Batı ülkelerinin toplu taşıma vasıtalarında yolcuların büyük bir kısmı kitap okur. Bizde otobüslerde, tren ve vapurlarda kitap okuyan birini gördünüz mü?

Medenî ülkelerde okumuş, aydın, yüksek tabaka insanlar konuştuklarının mânâsını bilir. Bizde “Devlet, demokrasi, rejim, hukuk, adalet, iç barış, laiklik, medeniyet…” gibi lâflar eden yüksek tahsilliler imtihana çekilse, birkaç kavram ve terimin mânâsı sorulsa, başarılı bir not alabilirler mi? Bir lâiklik edebiyatıdır gidiyor. Lâiklik nedir? Dünyada kaç çeşit lâiklik vardır? Bizdeki lâiklik nasıl bir lâikliktir? Fransa’daki lâiklik ile Türkiye’deki lâiklik arasında ne gibi farklar bulunmaktadır?.. Stalin lâikliğinin özellikleri nedir? Bu konuda doğru dürüst, ciddî, seviyeli bir kompozisyon yazacak kaç okumuşumuz, aydınımız çıkar?
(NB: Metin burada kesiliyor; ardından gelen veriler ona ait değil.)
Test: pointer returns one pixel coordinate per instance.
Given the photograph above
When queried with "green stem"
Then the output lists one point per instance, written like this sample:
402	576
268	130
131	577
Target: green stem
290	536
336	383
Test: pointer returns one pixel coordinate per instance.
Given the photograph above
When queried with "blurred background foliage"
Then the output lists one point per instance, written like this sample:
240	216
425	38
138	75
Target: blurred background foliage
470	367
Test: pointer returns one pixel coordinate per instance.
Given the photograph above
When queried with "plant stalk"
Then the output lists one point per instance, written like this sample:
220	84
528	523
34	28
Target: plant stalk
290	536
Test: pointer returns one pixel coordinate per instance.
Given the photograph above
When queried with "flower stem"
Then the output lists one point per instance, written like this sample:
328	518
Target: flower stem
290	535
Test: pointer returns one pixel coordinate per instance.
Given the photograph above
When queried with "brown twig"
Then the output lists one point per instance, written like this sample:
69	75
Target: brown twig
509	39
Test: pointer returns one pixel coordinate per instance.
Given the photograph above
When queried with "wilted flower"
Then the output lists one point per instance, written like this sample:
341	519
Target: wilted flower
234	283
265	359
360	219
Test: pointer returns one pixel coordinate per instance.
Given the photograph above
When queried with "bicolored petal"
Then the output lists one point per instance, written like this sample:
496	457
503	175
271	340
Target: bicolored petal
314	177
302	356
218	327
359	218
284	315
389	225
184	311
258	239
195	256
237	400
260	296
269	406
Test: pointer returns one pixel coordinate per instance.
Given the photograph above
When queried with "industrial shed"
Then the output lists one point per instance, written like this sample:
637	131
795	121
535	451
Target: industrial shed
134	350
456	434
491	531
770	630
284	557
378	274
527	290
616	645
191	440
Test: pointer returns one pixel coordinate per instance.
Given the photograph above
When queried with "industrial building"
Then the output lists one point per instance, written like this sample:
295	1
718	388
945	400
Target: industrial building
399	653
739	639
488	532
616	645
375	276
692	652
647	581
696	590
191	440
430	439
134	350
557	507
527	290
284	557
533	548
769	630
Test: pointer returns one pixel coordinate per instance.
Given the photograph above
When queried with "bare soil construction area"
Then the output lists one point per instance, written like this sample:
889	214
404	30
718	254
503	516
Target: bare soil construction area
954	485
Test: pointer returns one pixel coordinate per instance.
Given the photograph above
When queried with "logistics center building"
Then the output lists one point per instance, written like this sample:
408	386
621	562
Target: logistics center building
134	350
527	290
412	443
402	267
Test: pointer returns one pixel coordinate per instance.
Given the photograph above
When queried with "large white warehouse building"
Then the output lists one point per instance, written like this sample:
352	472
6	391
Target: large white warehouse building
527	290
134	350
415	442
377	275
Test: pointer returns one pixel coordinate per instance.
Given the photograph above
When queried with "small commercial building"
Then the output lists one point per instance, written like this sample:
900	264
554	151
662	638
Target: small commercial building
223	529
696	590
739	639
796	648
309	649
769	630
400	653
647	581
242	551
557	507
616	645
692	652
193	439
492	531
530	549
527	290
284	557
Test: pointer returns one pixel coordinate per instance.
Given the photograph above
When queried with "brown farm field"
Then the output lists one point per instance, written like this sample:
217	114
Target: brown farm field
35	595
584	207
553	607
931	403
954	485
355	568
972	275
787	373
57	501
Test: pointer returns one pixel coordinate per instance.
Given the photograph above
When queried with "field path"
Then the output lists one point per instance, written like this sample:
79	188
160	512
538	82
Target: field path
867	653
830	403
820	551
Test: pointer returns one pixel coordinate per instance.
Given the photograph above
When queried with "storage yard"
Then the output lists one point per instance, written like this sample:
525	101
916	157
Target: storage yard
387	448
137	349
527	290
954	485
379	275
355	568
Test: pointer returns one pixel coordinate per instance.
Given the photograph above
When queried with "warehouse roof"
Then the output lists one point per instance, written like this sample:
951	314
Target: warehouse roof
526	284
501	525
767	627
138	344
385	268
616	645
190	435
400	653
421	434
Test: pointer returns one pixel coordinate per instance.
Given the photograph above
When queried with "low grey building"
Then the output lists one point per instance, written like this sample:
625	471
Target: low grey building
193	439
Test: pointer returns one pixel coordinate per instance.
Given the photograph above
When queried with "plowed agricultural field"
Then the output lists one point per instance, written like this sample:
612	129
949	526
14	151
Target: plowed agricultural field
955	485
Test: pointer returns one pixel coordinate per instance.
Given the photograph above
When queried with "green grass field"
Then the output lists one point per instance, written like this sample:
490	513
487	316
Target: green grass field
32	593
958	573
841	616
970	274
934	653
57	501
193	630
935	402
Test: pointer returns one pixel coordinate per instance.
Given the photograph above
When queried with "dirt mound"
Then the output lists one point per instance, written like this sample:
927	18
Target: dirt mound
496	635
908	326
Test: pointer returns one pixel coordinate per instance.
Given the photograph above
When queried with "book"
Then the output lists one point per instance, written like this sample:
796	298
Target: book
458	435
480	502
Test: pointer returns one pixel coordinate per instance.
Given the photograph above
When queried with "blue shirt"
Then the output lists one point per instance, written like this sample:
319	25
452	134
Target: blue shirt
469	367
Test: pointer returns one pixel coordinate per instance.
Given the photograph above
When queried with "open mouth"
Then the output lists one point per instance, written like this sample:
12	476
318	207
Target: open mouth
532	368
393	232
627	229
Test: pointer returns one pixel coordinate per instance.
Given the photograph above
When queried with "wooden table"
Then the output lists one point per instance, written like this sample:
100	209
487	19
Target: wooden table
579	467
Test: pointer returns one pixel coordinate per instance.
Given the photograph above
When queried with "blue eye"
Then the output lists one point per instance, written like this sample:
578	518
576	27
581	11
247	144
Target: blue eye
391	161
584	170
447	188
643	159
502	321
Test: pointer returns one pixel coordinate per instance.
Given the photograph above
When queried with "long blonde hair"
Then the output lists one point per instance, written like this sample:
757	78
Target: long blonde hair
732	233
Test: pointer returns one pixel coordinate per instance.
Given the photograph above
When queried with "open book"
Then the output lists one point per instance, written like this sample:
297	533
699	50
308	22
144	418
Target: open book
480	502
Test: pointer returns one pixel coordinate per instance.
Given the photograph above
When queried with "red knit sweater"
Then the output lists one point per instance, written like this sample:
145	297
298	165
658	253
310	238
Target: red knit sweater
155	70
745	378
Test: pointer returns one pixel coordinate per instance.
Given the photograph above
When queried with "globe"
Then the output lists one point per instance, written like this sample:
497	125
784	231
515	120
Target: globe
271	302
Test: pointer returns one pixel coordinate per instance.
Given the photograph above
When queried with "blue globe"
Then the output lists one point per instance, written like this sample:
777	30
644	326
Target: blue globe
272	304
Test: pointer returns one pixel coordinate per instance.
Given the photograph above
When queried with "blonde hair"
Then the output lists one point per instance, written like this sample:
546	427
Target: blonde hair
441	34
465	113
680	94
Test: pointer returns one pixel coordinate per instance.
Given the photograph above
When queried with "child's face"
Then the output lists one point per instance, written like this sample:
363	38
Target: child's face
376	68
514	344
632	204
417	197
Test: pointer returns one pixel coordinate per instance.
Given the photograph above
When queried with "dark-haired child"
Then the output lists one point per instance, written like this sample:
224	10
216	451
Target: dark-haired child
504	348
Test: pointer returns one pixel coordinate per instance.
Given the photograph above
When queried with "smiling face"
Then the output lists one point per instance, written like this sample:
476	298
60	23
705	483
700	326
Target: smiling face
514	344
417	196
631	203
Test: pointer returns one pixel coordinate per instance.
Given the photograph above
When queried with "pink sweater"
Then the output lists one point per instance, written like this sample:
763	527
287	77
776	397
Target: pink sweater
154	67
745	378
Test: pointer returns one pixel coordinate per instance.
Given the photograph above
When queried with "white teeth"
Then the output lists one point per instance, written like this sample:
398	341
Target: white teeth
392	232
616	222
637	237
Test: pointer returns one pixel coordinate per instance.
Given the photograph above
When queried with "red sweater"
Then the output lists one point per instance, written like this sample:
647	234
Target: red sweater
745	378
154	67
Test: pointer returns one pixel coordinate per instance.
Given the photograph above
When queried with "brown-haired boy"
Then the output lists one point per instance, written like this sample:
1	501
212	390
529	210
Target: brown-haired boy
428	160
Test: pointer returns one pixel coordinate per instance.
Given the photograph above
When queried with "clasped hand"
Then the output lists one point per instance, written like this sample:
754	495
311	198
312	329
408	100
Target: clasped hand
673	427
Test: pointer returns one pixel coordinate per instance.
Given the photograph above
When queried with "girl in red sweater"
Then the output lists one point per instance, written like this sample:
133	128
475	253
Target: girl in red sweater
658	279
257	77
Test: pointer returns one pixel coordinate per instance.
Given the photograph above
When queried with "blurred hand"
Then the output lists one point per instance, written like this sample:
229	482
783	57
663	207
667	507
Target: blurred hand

Yıllardan beri bir “İkinci Cumhuriyet” tartışması yapılıyor. Profesör Mehmet Altan insan haklarına bağlı, halka ve ülkeye hizmet eden, daha demokratik bir cumhuriyet isterken, onun karşıtları “Atatürk’ün kurduğu cumhuriyeti yıktırtmayız. İlle de birinci cumhuriyet…” diye direniyor. Altan’ın istedikleri fena mıdır? Birinci ikinci cumhuriyet tartışmaları niçin fikir, kültür planında yapılmıyor da bir sokak kavgası havası içinde cereyan ediyor?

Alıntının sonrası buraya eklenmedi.